Suppose you have data in an N-dimensional space where N is large and consider the cube [-1, 1]N. The coordinate basis vectors start in the center of the cube and poke out through the middle of the faces. The diagonals of the cube run from the center to one of the corners.
If your points cluster along one of the coordinate axes, then projecting them to that axis will show the full width of the data. But if your points cluster along one of the diagonal directions, the projection along every coordinate axis will be a tiny smudge near the origin. There are a lot more diagonal directions than coordinate directions, 2N versus N, and so there are a lot of orientations of your points that could be missed by every coordinate projection.
Here’s the math behind the loose statements above. The diagonal directions of the form (±1, ±1, …, ±1). A unit vector in one of these directions will have the form (1/√N)(±1, ±1, …, ±1) and so its inner product with any of the coordinate basis vectors is 1/√N, which goes to zero as N gets large. Said another way, taking a set of points along a diagonal and projecting it to a coordinate axis divides its width by √N.
2 thoughts on “Disappearing data projections”
This is interesting.. Could you apply this to a word space of n words, and then talk of the data as the meaning to be conveyed in a sentence? Does this now illustrate understandability?

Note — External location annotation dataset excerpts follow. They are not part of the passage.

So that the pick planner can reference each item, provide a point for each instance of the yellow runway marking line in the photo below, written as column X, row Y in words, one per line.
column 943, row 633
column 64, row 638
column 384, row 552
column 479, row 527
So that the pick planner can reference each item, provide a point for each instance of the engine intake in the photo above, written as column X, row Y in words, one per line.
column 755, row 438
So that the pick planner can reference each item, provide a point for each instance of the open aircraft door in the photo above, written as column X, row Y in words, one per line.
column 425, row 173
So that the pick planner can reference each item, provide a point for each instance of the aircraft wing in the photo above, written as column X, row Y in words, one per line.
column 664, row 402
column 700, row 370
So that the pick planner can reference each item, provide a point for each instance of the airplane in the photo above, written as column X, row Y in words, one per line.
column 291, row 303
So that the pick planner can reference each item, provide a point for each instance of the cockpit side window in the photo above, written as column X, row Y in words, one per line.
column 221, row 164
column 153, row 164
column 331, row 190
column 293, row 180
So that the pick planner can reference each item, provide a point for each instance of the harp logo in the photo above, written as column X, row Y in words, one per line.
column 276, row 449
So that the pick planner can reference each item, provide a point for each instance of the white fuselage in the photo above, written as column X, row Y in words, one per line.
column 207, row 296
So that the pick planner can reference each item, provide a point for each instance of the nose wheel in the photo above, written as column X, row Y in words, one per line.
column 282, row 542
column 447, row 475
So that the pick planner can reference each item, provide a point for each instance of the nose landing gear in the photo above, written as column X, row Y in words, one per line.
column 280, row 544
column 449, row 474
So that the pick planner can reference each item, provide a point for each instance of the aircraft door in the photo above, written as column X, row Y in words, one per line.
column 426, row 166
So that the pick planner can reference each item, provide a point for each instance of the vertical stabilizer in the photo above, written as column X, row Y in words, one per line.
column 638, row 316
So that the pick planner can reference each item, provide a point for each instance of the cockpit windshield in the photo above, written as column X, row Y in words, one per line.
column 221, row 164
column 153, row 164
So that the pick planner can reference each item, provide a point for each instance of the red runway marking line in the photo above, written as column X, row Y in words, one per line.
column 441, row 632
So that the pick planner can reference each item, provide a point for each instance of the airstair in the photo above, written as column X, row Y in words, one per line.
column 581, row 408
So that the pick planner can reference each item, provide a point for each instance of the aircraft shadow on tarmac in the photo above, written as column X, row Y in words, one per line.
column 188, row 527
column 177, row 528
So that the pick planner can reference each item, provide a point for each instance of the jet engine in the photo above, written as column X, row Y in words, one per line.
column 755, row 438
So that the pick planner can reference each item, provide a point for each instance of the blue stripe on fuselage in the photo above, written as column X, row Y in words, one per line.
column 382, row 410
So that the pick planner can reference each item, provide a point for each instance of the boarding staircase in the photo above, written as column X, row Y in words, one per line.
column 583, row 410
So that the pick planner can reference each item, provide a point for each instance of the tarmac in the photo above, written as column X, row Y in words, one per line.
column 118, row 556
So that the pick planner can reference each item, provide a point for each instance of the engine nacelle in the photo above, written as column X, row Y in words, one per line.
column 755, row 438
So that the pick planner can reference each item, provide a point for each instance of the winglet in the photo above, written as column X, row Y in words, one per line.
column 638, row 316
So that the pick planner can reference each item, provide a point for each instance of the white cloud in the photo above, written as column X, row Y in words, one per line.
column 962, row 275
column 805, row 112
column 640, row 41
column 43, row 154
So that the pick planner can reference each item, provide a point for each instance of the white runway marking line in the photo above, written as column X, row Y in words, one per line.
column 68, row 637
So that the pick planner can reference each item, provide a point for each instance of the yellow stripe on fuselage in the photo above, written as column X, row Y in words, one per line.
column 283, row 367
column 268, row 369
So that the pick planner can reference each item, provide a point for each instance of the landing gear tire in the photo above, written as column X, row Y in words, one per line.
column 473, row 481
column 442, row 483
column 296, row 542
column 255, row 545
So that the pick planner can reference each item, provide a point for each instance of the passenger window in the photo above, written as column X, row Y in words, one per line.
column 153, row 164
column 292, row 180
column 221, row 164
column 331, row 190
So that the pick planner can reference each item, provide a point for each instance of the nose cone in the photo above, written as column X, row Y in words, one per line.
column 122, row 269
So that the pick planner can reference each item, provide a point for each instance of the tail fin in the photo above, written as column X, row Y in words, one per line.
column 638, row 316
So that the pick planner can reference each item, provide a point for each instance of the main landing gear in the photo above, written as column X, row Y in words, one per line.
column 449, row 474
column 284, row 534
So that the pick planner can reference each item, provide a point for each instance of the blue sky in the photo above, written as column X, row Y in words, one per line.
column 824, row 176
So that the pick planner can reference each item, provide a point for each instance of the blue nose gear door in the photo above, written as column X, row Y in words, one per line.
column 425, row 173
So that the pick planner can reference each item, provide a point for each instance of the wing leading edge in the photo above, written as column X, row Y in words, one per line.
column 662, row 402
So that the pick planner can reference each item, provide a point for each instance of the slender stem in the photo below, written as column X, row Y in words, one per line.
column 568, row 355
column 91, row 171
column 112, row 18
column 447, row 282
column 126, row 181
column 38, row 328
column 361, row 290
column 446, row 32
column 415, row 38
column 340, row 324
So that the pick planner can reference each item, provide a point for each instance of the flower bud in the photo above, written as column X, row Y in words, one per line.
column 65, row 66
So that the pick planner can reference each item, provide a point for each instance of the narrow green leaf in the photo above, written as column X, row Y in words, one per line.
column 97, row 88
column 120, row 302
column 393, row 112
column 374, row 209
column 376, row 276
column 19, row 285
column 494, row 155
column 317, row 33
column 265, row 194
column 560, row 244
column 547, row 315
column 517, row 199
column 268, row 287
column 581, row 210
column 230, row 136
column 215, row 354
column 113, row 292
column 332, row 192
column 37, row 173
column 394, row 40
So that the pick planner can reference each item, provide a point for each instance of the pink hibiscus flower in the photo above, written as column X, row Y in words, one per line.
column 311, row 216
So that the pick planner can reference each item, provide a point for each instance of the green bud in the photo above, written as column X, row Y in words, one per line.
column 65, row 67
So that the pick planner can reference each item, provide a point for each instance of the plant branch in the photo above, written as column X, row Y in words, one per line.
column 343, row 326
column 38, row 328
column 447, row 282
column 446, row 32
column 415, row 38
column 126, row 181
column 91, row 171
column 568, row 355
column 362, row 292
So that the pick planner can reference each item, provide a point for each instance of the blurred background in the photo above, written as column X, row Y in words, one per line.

Meaningless word salad being the diagonal, or at least, tending to it in long such sentences
Even more generally: take a random (uniformly on S^n) vector and project it on any 1-d subspace, i.e., its first coordinate. Its expected length is 1/sqrt(n). But, the good news is that its length is with high probability 1/sqrt(n). So, the data projection gets smaller, but aside from this constant factor, it’s very predictable, and this allows one to recover the (relative) similarity among high-dimensional points, by projecting them onto low-dimensional spaces. This one of the application of the Johnson-Lindenstrauss lemma; and Dasgupta and Gupta use constructively the 1-d subspace projection to prove it.